Some libraries have kept up with technology quite well so far. In our local area, for example, numerous public libraries have computer workstations, offer several downloadable books, and even allow you to access other library system catalogs across the state. You can easily go online at home, request books from a university library hundreds of miles away, and pick up your book a week later without any human interaction at all.

Yet despite the growing shift towards more and more e-books, there is still something special about holding a paper book in your hands. There is something unique about the experience that forces you to slow down, take in the patterns of words on the pages, and pause in anticipation as you come to the end of the chapter...waiting to see how the author carries the momentum forward.

Inside a library there is also the experience of being surrounded by an immense amount of collected knowledge. No one walking through the doors of the library will ever be able to read everything on all the shelves, but at least they know it is there. It is knowledge in a physical form...lined up on shelf after shelf that sometimes stretches as far as the eye can see.

Something is lost when an entire building full of books is condensed into a handheld device. Yes, the devices are amazing feats of engineeering, but the physical sense of interacting with books and libraries is lost as a result.

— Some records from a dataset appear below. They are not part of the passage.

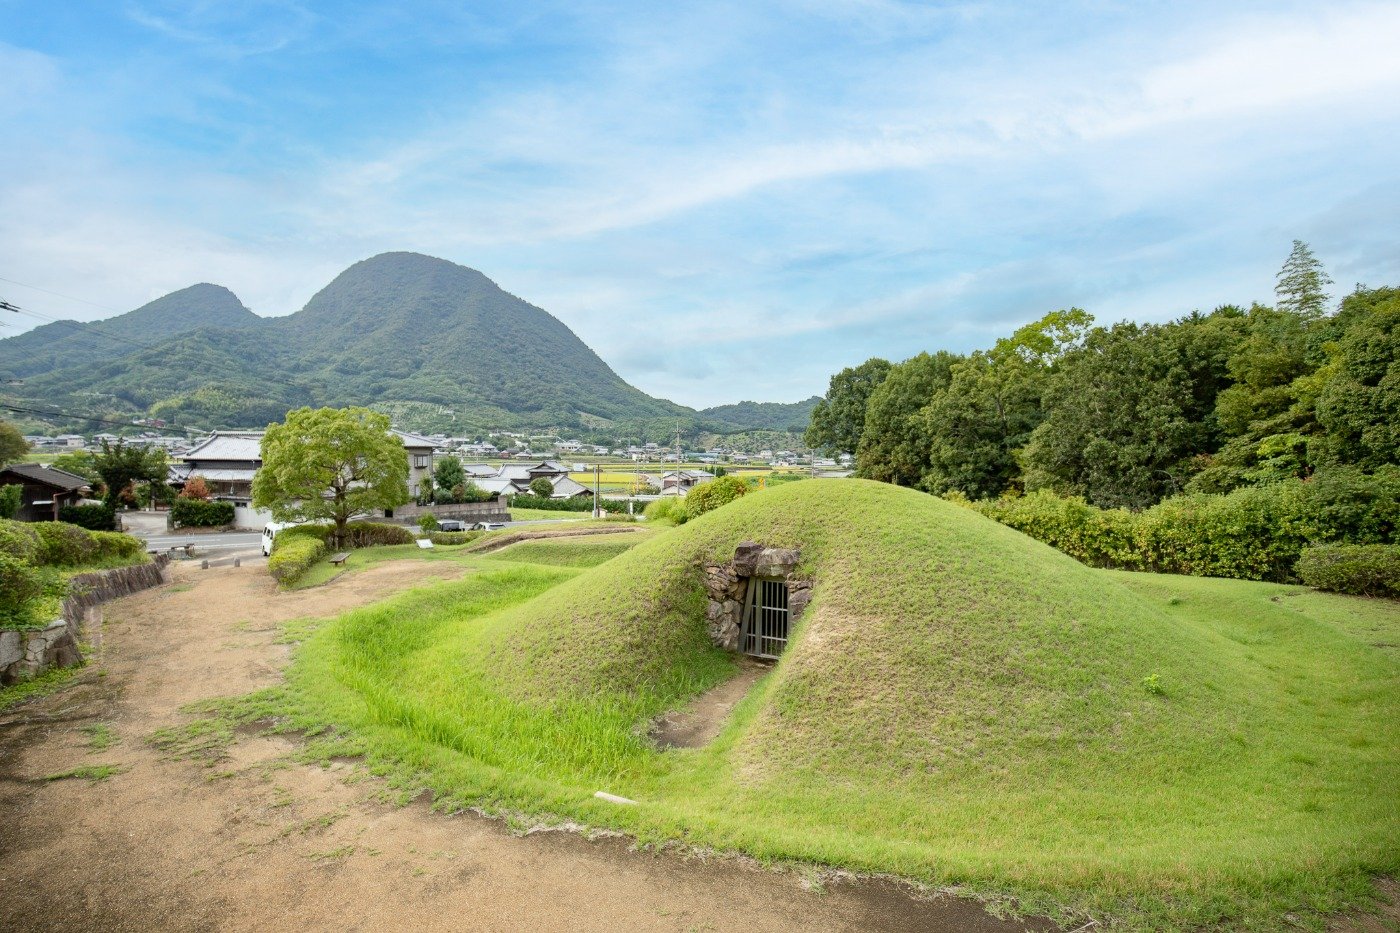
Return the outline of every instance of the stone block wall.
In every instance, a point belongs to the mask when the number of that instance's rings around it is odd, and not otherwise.
[[[0,632],[0,685],[83,663],[79,642],[85,631],[100,624],[101,604],[164,583],[169,563],[161,554],[149,564],[74,576],[59,618],[41,629]]]
[[[782,580],[788,587],[788,625],[812,600],[812,581],[795,576],[802,552],[793,548],[764,547],[745,541],[734,550],[734,559],[705,566],[705,593],[709,602],[705,621],[710,640],[726,651],[738,651],[744,633],[744,595],[754,577]]]

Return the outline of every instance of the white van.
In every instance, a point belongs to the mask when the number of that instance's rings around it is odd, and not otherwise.
[[[272,541],[277,537],[277,533],[286,528],[291,528],[296,522],[268,522],[263,526],[262,532],[262,552],[263,557],[272,556]]]

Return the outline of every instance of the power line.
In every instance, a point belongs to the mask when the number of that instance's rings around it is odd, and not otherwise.
[[[49,291],[47,288],[40,288],[37,285],[26,285],[24,282],[16,282],[14,279],[7,279],[3,275],[0,275],[0,282],[9,282],[11,285],[18,285],[20,288],[33,289],[36,292],[43,292],[45,295],[53,295],[55,298],[65,298],[68,301],[80,301],[85,305],[92,305],[94,308],[101,308],[104,311],[115,311],[117,314],[126,313],[124,311],[118,311],[116,308],[113,308],[110,305],[98,304],[95,301],[88,301],[86,298],[78,298],[74,295],[65,295],[62,292]]]
[[[132,422],[132,421],[115,421],[115,420],[113,420],[113,419],[111,419],[111,418],[102,418],[102,417],[99,417],[99,416],[97,416],[97,415],[85,415],[85,414],[82,414],[82,413],[79,413],[79,412],[73,412],[73,411],[45,411],[45,410],[43,410],[42,408],[29,408],[29,407],[24,406],[24,405],[11,405],[9,402],[0,402],[0,408],[5,409],[6,411],[17,412],[17,413],[22,414],[22,415],[43,415],[43,416],[46,416],[46,417],[49,417],[49,418],[72,418],[72,419],[75,419],[75,420],[77,420],[77,421],[92,421],[92,422],[95,422],[95,423],[97,423],[97,424],[116,424],[116,425],[121,425],[121,426],[124,427],[124,428],[131,428],[131,427],[139,427],[139,426],[140,426],[140,425],[139,425],[139,422]],[[156,419],[149,419],[149,420],[159,421],[160,419],[156,418]],[[146,425],[146,427],[150,427],[150,425]],[[203,428],[192,428],[192,427],[189,427],[188,425],[171,424],[171,423],[168,423],[168,422],[166,423],[165,427],[166,427],[166,428],[169,428],[169,429],[171,429],[171,430],[174,430],[174,431],[185,431],[185,432],[190,433],[190,434],[207,434],[207,433],[209,433],[208,431],[205,431]]]
[[[8,279],[6,281],[8,281]],[[64,324],[68,327],[80,328],[80,332],[86,334],[87,336],[101,337],[105,340],[120,340],[123,343],[129,343],[133,346],[141,347],[143,350],[157,349],[155,344],[146,343],[141,340],[133,340],[130,337],[123,337],[120,334],[112,334],[103,330],[98,330],[96,325],[90,322],[70,321],[65,318],[49,317],[47,314],[40,314],[38,311],[31,311],[28,308],[21,308],[17,305],[11,304],[8,301],[0,300],[0,311],[13,311],[16,314],[27,314],[32,318],[36,318],[40,321],[46,321],[50,324]]]

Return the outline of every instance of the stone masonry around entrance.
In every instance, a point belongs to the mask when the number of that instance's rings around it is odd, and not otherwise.
[[[797,622],[812,599],[812,581],[794,576],[802,552],[795,548],[764,547],[745,541],[734,549],[734,559],[705,566],[705,592],[709,604],[705,620],[710,639],[726,651],[738,651],[744,631],[744,594],[754,577],[782,580],[788,587],[788,624]]]

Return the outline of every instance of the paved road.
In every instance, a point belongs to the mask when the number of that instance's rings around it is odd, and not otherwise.
[[[262,540],[262,533],[257,531],[227,531],[223,534],[212,535],[182,535],[179,532],[164,533],[159,535],[140,535],[146,539],[146,546],[165,550],[171,547],[184,547],[193,544],[196,550],[200,551],[224,551],[231,548],[240,550],[256,548]]]

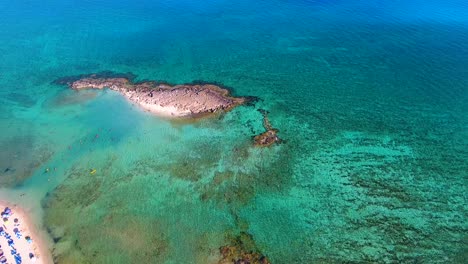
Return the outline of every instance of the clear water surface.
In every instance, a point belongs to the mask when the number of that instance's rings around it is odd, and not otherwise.
[[[272,263],[463,263],[467,13],[0,0],[0,198],[33,208],[57,263],[217,263],[223,245]],[[102,71],[261,100],[180,124],[53,84]],[[252,146],[258,109],[283,144]]]

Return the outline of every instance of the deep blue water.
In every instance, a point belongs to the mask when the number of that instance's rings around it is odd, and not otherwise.
[[[43,209],[58,263],[218,263],[224,245],[272,263],[464,263],[467,13],[0,0],[0,198]],[[102,71],[260,101],[177,124],[53,83]],[[252,146],[258,109],[284,143]]]

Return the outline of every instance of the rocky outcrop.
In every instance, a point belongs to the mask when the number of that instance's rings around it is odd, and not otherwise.
[[[229,111],[246,102],[232,97],[227,89],[213,84],[175,85],[152,81],[133,83],[127,78],[88,76],[67,82],[75,90],[111,89],[156,115],[164,117],[195,117]]]
[[[227,236],[228,244],[219,248],[221,255],[218,264],[270,264],[260,253],[254,238],[247,232]]]
[[[281,139],[277,135],[278,129],[273,128],[268,119],[268,112],[263,109],[259,109],[259,111],[263,115],[263,127],[266,131],[254,137],[255,146],[268,147],[276,142],[281,142]]]
[[[257,252],[245,252],[235,246],[223,246],[219,252],[222,259],[218,264],[270,264],[267,257]]]
[[[155,81],[133,82],[132,74],[120,75],[110,72],[102,74],[65,77],[55,81],[74,90],[110,89],[125,96],[131,102],[158,116],[168,118],[199,117],[226,112],[241,104],[253,105],[256,97],[234,97],[229,90],[215,84],[169,85]],[[281,142],[278,129],[273,128],[266,110],[263,115],[265,132],[254,137],[256,147],[268,147]]]

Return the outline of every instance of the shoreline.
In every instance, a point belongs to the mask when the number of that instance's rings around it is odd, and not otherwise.
[[[12,211],[12,215],[5,224],[2,219],[2,227],[8,232],[15,242],[16,251],[21,255],[23,263],[37,263],[37,264],[48,264],[53,263],[51,250],[49,249],[49,243],[45,237],[45,231],[41,232],[40,227],[37,226],[32,216],[29,214],[26,208],[20,207],[16,203],[0,200],[0,211],[4,211],[8,207]],[[18,219],[19,226],[14,227],[14,220]],[[22,237],[18,239],[13,229],[18,228]],[[26,236],[32,239],[31,243],[26,241]],[[0,244],[4,251],[4,255],[8,260],[8,263],[15,263],[12,254],[10,254],[10,248],[8,247],[7,240],[4,236],[0,236]],[[29,253],[33,253],[36,260],[33,262],[29,258]]]

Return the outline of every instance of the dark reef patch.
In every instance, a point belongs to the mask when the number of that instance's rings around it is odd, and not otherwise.
[[[157,219],[139,215],[129,221],[131,208],[122,200],[106,202],[120,186],[106,182],[111,169],[112,160],[94,175],[74,167],[66,181],[42,201],[45,224],[55,242],[55,263],[151,263],[164,259],[169,243]],[[125,182],[127,178],[123,174],[119,179]],[[96,222],[101,224],[90,224]]]
[[[17,187],[54,154],[36,145],[34,136],[15,136],[0,142],[0,187]]]
[[[268,258],[260,253],[252,235],[240,232],[237,236],[229,236],[229,245],[219,248],[222,259],[218,264],[270,264]]]
[[[37,102],[33,97],[19,92],[8,93],[4,99],[15,102],[23,107],[32,107]]]

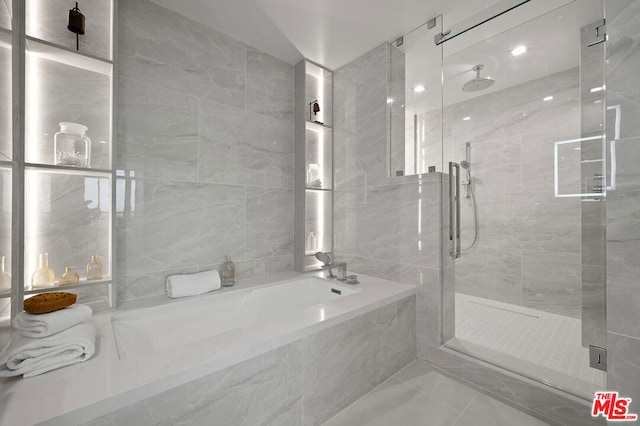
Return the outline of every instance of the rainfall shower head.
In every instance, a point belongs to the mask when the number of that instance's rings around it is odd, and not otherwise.
[[[463,169],[468,169],[469,167],[471,167],[471,164],[467,160],[462,160],[460,162],[460,167],[462,167]]]
[[[479,92],[480,90],[488,89],[495,84],[495,80],[491,77],[480,77],[480,71],[484,68],[484,65],[476,65],[473,67],[473,71],[476,72],[476,78],[471,81],[467,81],[462,86],[462,91],[466,93]]]

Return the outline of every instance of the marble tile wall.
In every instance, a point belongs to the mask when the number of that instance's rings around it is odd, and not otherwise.
[[[607,386],[631,398],[631,412],[640,413],[640,4],[606,0],[605,8],[607,105],[621,111],[616,188],[606,200]]]
[[[173,273],[293,267],[293,67],[148,0],[119,2],[119,300]]]
[[[320,425],[415,359],[415,306],[399,300],[88,424]]]

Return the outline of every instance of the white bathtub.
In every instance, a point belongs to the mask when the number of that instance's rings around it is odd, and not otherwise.
[[[111,323],[118,356],[126,359],[215,338],[358,291],[336,281],[302,277],[124,312]]]
[[[207,295],[152,296],[98,313],[91,360],[0,381],[0,424],[88,423],[416,294],[366,275],[349,286],[325,274],[255,277]],[[28,405],[34,392],[48,395],[37,410]]]

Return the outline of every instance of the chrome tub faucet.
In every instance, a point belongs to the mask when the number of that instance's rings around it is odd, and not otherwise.
[[[329,275],[327,275],[327,278],[331,278],[331,279],[337,278],[338,281],[345,281],[347,284],[359,283],[358,277],[356,275],[347,276],[347,262],[332,263],[331,256],[329,255],[329,253],[322,253],[320,251],[316,253],[316,259],[324,263],[324,265],[322,265],[322,269],[329,270]],[[340,276],[333,275],[333,271],[332,271],[333,268],[337,268],[339,270]]]

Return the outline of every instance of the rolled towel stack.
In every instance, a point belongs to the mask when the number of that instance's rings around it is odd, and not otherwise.
[[[33,377],[91,358],[96,327],[88,306],[73,306],[46,314],[21,312],[12,325],[15,333],[0,354],[0,377]]]
[[[218,271],[204,271],[197,274],[170,275],[165,282],[167,296],[172,299],[195,296],[220,288]]]

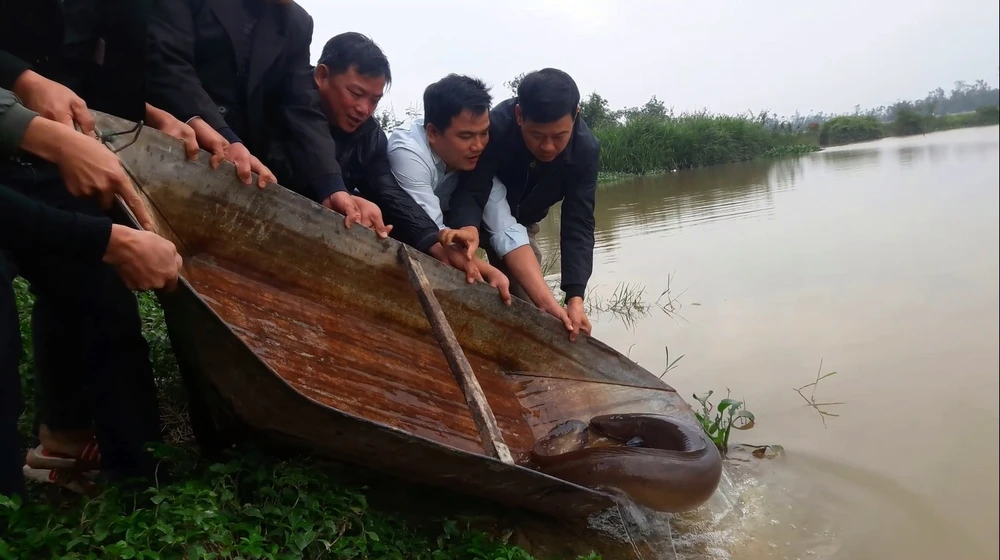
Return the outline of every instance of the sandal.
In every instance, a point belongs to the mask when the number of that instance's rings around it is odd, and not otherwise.
[[[21,467],[24,478],[34,482],[58,484],[67,490],[77,494],[93,495],[97,491],[97,484],[85,474],[80,474],[68,469],[35,469],[28,465]]]
[[[45,449],[42,445],[28,450],[25,457],[26,466],[33,469],[74,469],[79,471],[98,470],[101,467],[101,451],[97,440],[90,440],[80,450],[79,455],[72,456]]]

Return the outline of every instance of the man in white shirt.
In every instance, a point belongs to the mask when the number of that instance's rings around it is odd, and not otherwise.
[[[448,202],[462,171],[475,169],[489,142],[492,97],[482,81],[450,74],[424,90],[424,118],[414,119],[389,135],[389,165],[399,185],[437,224],[443,243],[464,241],[469,232],[446,226]],[[556,301],[542,276],[525,227],[514,219],[507,189],[498,179],[483,209],[490,245],[503,258],[530,257],[534,269],[519,278],[531,302],[572,330],[566,310]],[[475,228],[471,228],[475,229]],[[478,239],[478,231],[471,232]],[[473,257],[487,282],[503,276],[496,267]],[[519,267],[523,269],[523,267]],[[504,277],[506,280],[506,277]]]

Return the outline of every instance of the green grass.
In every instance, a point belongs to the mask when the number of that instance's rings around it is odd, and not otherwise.
[[[638,117],[594,129],[605,173],[645,175],[819,149],[815,136],[769,129],[748,116]]]
[[[25,437],[34,414],[31,294],[15,282],[26,359],[21,366]],[[94,497],[29,483],[29,499],[0,496],[0,559],[35,558],[386,558],[530,560],[524,549],[427,502],[370,503],[370,489],[319,460],[278,458],[254,449],[223,462],[202,459],[191,442],[187,407],[155,298],[140,294],[167,444],[157,449],[172,482],[127,490],[105,484]],[[400,489],[401,490],[401,489]],[[420,509],[404,516],[401,510]],[[598,559],[595,554],[587,558]]]
[[[885,130],[877,118],[846,115],[834,117],[823,123],[820,128],[819,143],[823,146],[837,146],[878,140],[883,136],[885,136]]]
[[[1000,124],[1000,109],[986,105],[970,113],[927,115],[911,108],[901,108],[889,122],[873,115],[846,115],[823,123],[819,143],[838,146],[878,140],[887,136],[911,136],[956,128]]]

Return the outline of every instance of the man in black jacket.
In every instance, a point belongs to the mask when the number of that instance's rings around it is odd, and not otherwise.
[[[594,201],[600,145],[583,119],[578,118],[580,91],[565,72],[546,68],[526,75],[517,97],[490,111],[490,141],[479,163],[463,174],[451,198],[453,227],[478,231],[494,177],[507,187],[507,203],[514,218],[532,237],[549,208],[562,201],[560,245],[561,287],[573,323],[570,339],[579,331],[590,334],[583,297],[593,272]],[[470,245],[478,245],[478,235]],[[510,278],[511,293],[530,301],[517,284],[538,274],[538,264],[504,262],[484,246],[490,264]]]
[[[336,146],[312,83],[305,10],[290,0],[162,1],[149,27],[153,105],[189,123],[200,143],[221,134],[247,184],[249,171],[260,186],[291,184],[269,169],[271,147],[283,144],[300,194],[344,214],[348,226],[374,228],[378,208],[359,207],[328,155]]]
[[[0,160],[6,163],[13,155],[51,162],[65,185],[33,184],[41,192],[28,196],[0,184],[0,494],[20,493],[23,487],[17,430],[21,333],[11,291],[15,265],[31,283],[35,305],[43,306],[36,309],[55,312],[35,313],[36,377],[71,379],[90,401],[84,417],[69,415],[70,425],[58,423],[67,417],[60,408],[48,411],[43,420],[56,429],[88,428],[96,420],[105,466],[128,476],[150,474],[151,461],[138,455],[140,445],[158,439],[159,410],[148,367],[143,367],[148,364],[143,364],[147,357],[135,300],[130,307],[125,287],[172,288],[180,255],[154,233],[112,224],[95,210],[97,201],[85,196],[117,193],[141,208],[114,154],[0,89]],[[7,179],[17,177],[0,172],[0,182]],[[148,215],[137,214],[148,224]],[[54,340],[53,332],[61,336]],[[48,352],[42,354],[43,349]],[[47,371],[46,366],[67,370]],[[49,404],[75,403],[56,398]],[[73,454],[68,455],[62,460],[70,460]]]
[[[159,236],[113,225],[104,214],[118,194],[140,224],[151,227],[118,158],[92,136],[87,103],[67,87],[86,92],[102,110],[133,120],[145,116],[188,140],[189,157],[197,154],[193,130],[147,104],[142,80],[135,79],[142,69],[144,6],[141,0],[0,2],[0,492],[21,485],[20,341],[10,313],[15,273],[35,294],[36,379],[57,388],[66,381],[78,389],[72,396],[82,394],[91,405],[75,416],[67,409],[79,399],[60,398],[71,391],[39,395],[46,401],[39,405],[48,405],[40,420],[57,429],[86,429],[93,420],[102,467],[124,476],[150,475],[154,468],[143,444],[160,438],[159,411],[130,290],[171,286],[180,257]],[[109,22],[117,25],[102,26]],[[68,455],[62,461],[82,459],[80,448],[90,447],[72,444],[76,449],[57,450]]]
[[[374,117],[385,88],[392,82],[382,49],[360,33],[336,35],[323,46],[313,81],[348,189],[361,195],[361,203],[370,201],[381,209],[385,222],[391,224],[387,229],[393,238],[465,271],[470,280],[482,280],[472,259],[439,241],[434,220],[392,174],[388,141]],[[275,146],[274,153],[283,154],[283,147]],[[279,175],[291,177],[294,185],[294,173],[287,164],[276,163],[275,169]]]

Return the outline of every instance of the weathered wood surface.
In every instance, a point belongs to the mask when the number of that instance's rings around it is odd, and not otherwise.
[[[503,434],[500,433],[497,420],[486,401],[483,388],[480,387],[479,380],[476,379],[476,374],[472,371],[472,366],[469,365],[469,360],[465,357],[465,352],[462,351],[458,340],[455,339],[455,333],[452,332],[448,318],[441,310],[441,304],[434,296],[434,290],[431,289],[430,282],[427,281],[423,267],[410,252],[411,249],[406,245],[399,246],[399,257],[409,273],[410,283],[416,290],[417,297],[420,298],[420,305],[423,306],[424,313],[427,314],[427,320],[431,324],[431,330],[434,331],[434,337],[441,344],[441,350],[448,360],[452,373],[455,374],[455,380],[458,381],[458,386],[462,389],[465,400],[469,403],[469,411],[472,412],[472,418],[476,421],[479,437],[483,440],[483,448],[492,457],[500,459],[508,465],[513,465],[514,460],[510,456],[507,444],[503,441]]]
[[[100,128],[131,126],[95,117]],[[666,383],[614,349],[585,335],[571,343],[531,304],[507,307],[495,289],[416,254],[516,464],[498,461],[483,449],[398,242],[347,229],[341,215],[276,185],[243,185],[229,164],[211,170],[205,153],[190,162],[149,128],[119,156],[185,258],[184,286],[162,298],[180,327],[176,350],[197,364],[220,413],[263,437],[578,517],[613,502],[524,466],[548,426],[644,399],[694,421]],[[547,395],[519,378],[538,378],[527,372],[544,372]]]
[[[208,278],[198,270],[202,266],[195,264],[195,277],[205,281]],[[198,281],[194,285],[205,287]],[[216,292],[220,293],[222,289]],[[429,407],[420,406],[409,396],[392,395],[384,385],[374,385],[361,392],[356,388],[363,381],[354,380],[349,387],[337,384],[360,373],[356,366],[324,371],[329,380],[334,381],[330,384],[303,378],[293,382],[285,377],[290,370],[276,374],[267,365],[275,355],[280,355],[280,346],[288,339],[268,342],[265,335],[257,335],[255,344],[247,344],[245,339],[233,335],[230,324],[215,313],[214,304],[206,304],[210,301],[208,298],[199,299],[190,290],[165,295],[162,301],[171,320],[187,327],[179,332],[177,351],[184,352],[199,365],[202,375],[215,388],[224,413],[231,411],[233,416],[254,428],[258,437],[285,446],[294,445],[316,456],[378,469],[416,483],[443,486],[553,517],[584,517],[613,507],[610,497],[604,494],[528,468],[506,465],[484,455],[460,394],[455,395],[454,400],[436,400],[447,405],[446,411],[437,415],[440,420],[447,421],[440,432],[435,431],[434,423],[427,418],[422,419],[425,428],[417,432],[412,429],[405,411],[420,414],[430,410]],[[300,303],[307,304],[306,301]],[[226,312],[232,318],[232,314],[239,311],[236,306],[229,306]],[[247,331],[239,328],[236,332]],[[257,351],[264,346],[261,342],[270,347],[270,352],[262,355]],[[431,342],[431,349],[440,355],[440,349],[433,344]],[[325,357],[334,354],[329,352]],[[398,357],[393,362],[398,366],[405,363],[405,359]],[[442,366],[447,367],[443,363]],[[310,388],[312,391],[308,390]],[[371,402],[363,403],[365,397]],[[333,403],[337,405],[331,406]],[[411,407],[407,409],[400,404]],[[388,410],[375,419],[358,414],[374,414],[380,408]],[[453,420],[462,414],[469,424],[467,427],[456,426]],[[453,437],[449,434],[457,430],[464,435]],[[509,441],[511,434],[506,435]],[[523,433],[523,437],[530,439],[530,432]]]
[[[580,383],[526,373],[508,374],[507,378],[521,406],[533,418],[531,428],[535,439],[544,437],[567,418],[588,421],[602,414],[647,412],[695,420],[691,407],[673,390]]]

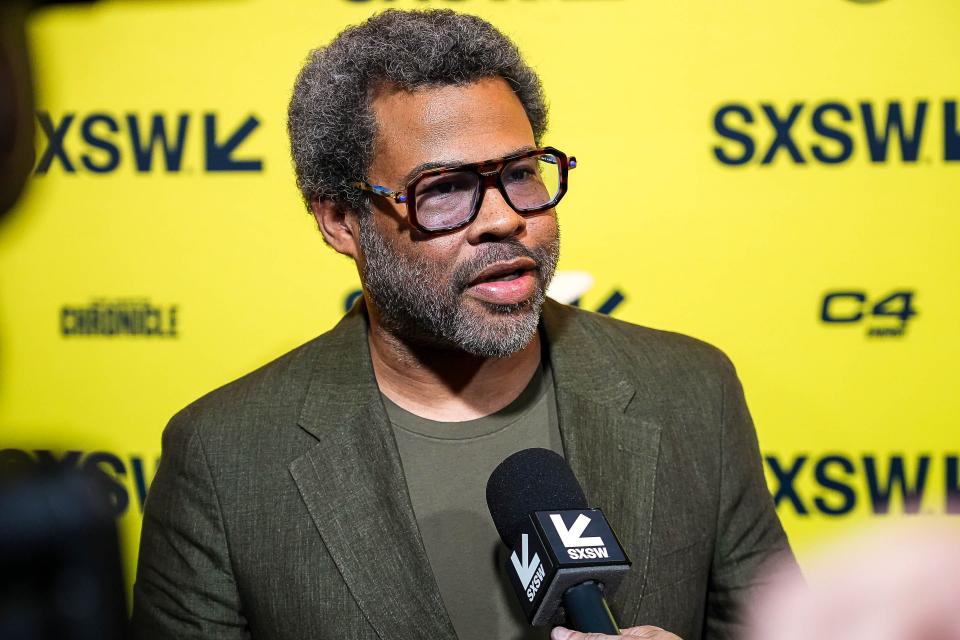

Inside a library, too, you can pull out several books at once, set them before you on a desk, and switch between them with ease. In many ways, stepping inside a library is like stepping inside of a time machine. You can shift with ease between the centuries, set foot in different lands and cultures, and even travel to distant planets. Each book you pull off the shelf is like pulling a lever, and in some cases, like Doctor Who, who knows where you'll end up.

What do you think? Do you think libraries will be going away anytime soon? How would you compare your reading experiences onscreen vs. spending time inside an library with a stack of books?